Diamonds Aren’t Forever

Much to the chagrin of the MineRL competition organizers perhaps, the results do seem to show that computing power and resources still move the needle on the most advanced AI.

Never mind the cost of computing, OpenAI said the Upwork contractors alone cost $160,000. Though to be fair, manually labeling the whole data set would’ve run into the millions and taken considerable time to complete. And while the computing power wasn’t negligible, the model was actually quite small. VPT’s hundreds of millions of parameters are orders of magnitude less than GPT-3’s hundreds of billions.

Still, the drive to find clever new approaches that use less data and computing is valid. A kid can learn Minecraft basics by watching one or two videos. Today’s AI requires far more to learn even simple skills. Making AI more efficient is a big, worthy challenge.

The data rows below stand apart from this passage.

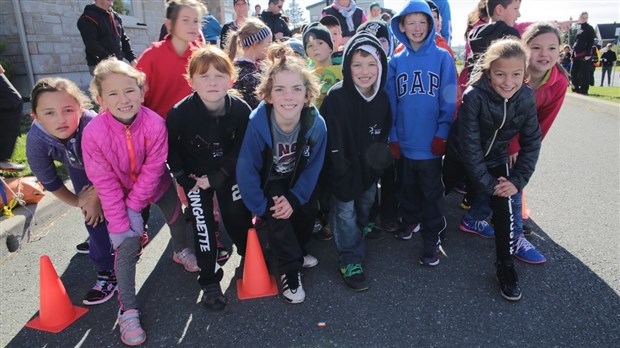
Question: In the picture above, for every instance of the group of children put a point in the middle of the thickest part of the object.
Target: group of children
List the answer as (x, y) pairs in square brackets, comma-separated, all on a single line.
[(267, 165)]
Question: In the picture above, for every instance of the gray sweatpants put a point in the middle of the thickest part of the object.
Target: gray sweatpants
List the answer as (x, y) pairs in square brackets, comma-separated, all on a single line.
[(128, 252)]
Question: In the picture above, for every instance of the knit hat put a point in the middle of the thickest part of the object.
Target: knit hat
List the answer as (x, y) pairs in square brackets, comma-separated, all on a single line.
[(376, 28), (317, 31)]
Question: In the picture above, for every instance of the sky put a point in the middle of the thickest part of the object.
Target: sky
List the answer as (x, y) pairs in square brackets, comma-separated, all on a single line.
[(603, 11)]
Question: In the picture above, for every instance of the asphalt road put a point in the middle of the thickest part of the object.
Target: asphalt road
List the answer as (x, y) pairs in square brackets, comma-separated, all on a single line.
[(571, 301)]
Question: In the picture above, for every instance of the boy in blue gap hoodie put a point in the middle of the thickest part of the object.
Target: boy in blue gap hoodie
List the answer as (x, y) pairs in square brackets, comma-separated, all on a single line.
[(358, 118), (421, 85)]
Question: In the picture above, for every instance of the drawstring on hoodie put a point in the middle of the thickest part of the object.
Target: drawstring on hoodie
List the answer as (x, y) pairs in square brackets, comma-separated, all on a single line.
[(497, 130)]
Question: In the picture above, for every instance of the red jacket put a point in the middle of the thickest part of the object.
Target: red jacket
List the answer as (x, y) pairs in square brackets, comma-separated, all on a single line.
[(165, 70), (549, 99)]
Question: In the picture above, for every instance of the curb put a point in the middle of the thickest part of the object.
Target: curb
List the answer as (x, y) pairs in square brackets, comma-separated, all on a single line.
[(17, 230)]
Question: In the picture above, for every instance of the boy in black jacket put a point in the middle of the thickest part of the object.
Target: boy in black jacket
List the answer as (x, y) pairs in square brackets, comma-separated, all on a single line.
[(358, 117), (103, 34)]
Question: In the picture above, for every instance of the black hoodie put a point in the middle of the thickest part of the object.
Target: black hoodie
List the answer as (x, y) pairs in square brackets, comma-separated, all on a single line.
[(357, 129), (103, 35)]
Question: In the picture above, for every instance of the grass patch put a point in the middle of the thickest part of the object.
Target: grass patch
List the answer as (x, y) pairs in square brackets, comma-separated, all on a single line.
[(611, 94)]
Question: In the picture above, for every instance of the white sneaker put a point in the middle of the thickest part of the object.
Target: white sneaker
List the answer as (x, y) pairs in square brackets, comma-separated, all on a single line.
[(310, 261), (292, 290)]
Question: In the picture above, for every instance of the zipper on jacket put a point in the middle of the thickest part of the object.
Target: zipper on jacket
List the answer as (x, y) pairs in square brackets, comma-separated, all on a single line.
[(497, 130), (132, 155)]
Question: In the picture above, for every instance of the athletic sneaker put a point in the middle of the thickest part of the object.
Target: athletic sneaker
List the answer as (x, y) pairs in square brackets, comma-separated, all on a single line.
[(353, 276), (408, 232), (132, 333), (222, 253), (83, 248), (310, 261), (187, 259), (430, 255), (508, 280), (526, 252), (465, 203), (372, 231), (104, 289), (292, 290), (212, 297), (481, 228)]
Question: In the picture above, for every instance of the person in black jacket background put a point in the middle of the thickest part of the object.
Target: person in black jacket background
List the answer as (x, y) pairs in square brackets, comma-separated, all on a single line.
[(496, 107), (358, 117), (103, 34), (205, 131)]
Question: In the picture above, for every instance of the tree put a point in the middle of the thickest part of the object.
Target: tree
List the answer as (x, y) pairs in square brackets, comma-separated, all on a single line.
[(295, 13)]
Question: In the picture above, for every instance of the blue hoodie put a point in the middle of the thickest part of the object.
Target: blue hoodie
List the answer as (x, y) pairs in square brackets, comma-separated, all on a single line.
[(422, 87)]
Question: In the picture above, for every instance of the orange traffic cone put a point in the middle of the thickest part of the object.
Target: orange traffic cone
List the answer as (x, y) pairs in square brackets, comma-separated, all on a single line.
[(256, 280), (55, 311)]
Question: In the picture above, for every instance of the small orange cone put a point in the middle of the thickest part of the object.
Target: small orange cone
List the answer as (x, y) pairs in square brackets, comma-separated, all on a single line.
[(56, 311), (256, 280)]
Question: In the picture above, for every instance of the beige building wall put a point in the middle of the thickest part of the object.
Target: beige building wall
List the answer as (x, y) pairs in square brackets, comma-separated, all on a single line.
[(52, 39)]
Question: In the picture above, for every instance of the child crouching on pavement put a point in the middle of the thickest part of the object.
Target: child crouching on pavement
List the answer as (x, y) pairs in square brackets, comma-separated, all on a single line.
[(60, 114), (125, 151), (205, 131), (358, 117), (496, 107), (280, 161)]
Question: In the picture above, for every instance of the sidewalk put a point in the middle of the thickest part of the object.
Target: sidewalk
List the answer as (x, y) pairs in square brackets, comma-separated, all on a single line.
[(21, 228)]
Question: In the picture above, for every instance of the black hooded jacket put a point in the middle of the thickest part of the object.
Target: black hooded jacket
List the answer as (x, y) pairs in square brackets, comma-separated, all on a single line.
[(485, 126), (357, 129), (103, 35)]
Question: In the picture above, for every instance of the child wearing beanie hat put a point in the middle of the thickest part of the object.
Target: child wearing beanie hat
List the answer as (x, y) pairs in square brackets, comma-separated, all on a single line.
[(318, 44)]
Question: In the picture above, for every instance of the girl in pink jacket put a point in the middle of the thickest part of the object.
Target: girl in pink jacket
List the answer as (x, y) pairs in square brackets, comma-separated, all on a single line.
[(125, 150)]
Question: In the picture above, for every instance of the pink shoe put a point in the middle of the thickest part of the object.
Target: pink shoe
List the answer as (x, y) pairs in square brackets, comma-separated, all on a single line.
[(187, 259), (131, 331)]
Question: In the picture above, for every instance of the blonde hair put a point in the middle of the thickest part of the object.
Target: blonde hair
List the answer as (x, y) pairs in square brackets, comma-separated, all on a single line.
[(113, 66), (58, 84), (280, 57), (205, 57), (503, 48), (177, 5), (249, 28)]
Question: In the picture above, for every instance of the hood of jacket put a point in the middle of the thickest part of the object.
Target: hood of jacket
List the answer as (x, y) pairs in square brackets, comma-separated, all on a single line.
[(357, 42), (413, 6)]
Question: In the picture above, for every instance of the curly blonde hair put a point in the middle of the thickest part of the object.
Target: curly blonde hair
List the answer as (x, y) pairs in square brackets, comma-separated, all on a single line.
[(280, 57)]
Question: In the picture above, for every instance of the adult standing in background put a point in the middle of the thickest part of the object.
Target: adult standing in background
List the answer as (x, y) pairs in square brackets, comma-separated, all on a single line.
[(584, 40), (446, 19), (272, 17), (241, 8), (103, 34), (349, 16), (607, 62)]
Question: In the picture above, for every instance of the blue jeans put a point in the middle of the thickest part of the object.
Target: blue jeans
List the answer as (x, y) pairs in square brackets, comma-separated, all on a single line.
[(346, 220)]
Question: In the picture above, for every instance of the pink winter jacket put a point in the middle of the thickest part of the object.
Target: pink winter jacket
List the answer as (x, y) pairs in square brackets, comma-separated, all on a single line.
[(127, 164)]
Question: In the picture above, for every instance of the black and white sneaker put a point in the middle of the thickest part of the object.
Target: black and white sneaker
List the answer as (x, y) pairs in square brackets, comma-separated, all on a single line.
[(292, 290), (103, 290)]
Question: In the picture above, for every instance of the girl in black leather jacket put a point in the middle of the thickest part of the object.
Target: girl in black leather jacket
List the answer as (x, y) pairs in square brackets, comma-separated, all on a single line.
[(496, 107)]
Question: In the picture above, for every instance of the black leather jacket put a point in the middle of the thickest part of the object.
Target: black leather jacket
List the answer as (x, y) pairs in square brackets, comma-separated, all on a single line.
[(485, 126)]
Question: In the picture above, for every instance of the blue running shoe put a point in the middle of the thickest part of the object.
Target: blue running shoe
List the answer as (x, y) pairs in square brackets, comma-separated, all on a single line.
[(481, 228), (526, 252)]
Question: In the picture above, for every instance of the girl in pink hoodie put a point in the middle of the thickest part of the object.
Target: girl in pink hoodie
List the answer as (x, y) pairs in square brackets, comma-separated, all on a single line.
[(125, 150)]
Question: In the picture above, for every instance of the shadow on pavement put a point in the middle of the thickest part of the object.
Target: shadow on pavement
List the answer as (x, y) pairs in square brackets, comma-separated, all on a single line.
[(456, 303)]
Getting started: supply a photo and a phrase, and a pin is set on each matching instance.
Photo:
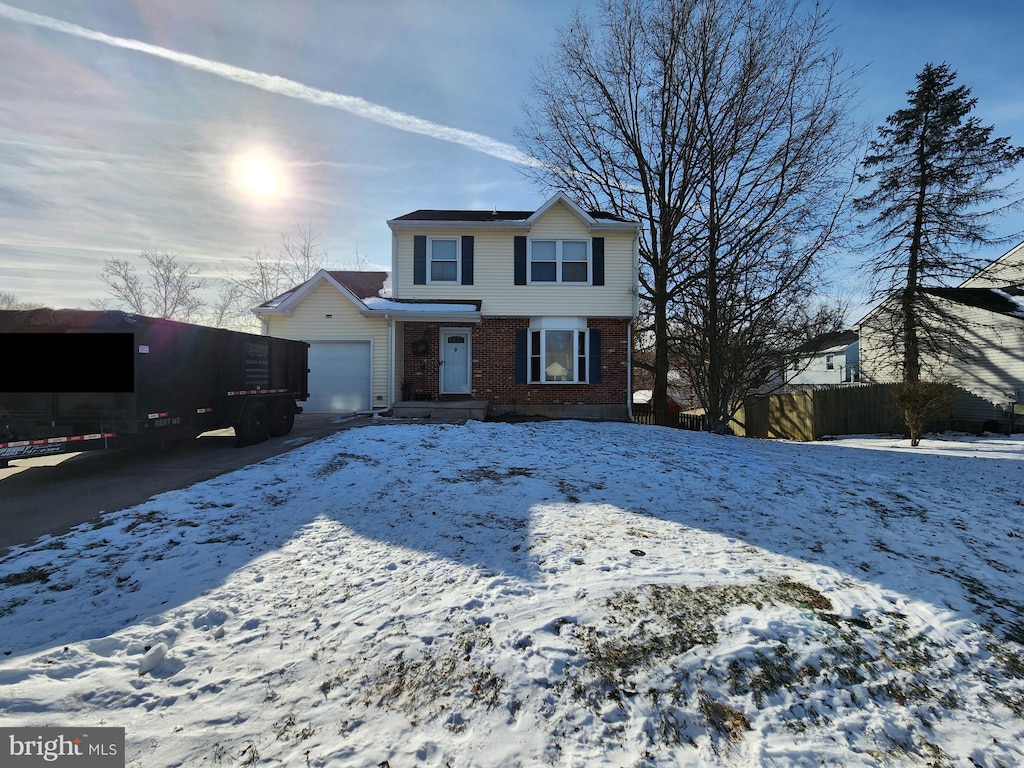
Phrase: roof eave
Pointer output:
(438, 225)
(419, 315)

In any case, OpenAI is in a sharing mood this time. The researchers say VPT isn’t without risk—they’ve strictly controlled access to algorithms like GPT-3 and DALL-E partly to limit misuse—but the risk is minimal for now. They’ve open sourced the data, environment, and algorithm and are partnering with MineRL. This year’s contestants are free to use, modify, and fine-tune the latest in Minecraft AI.

Chances are good they’ll make it well past mining diamonds this time around.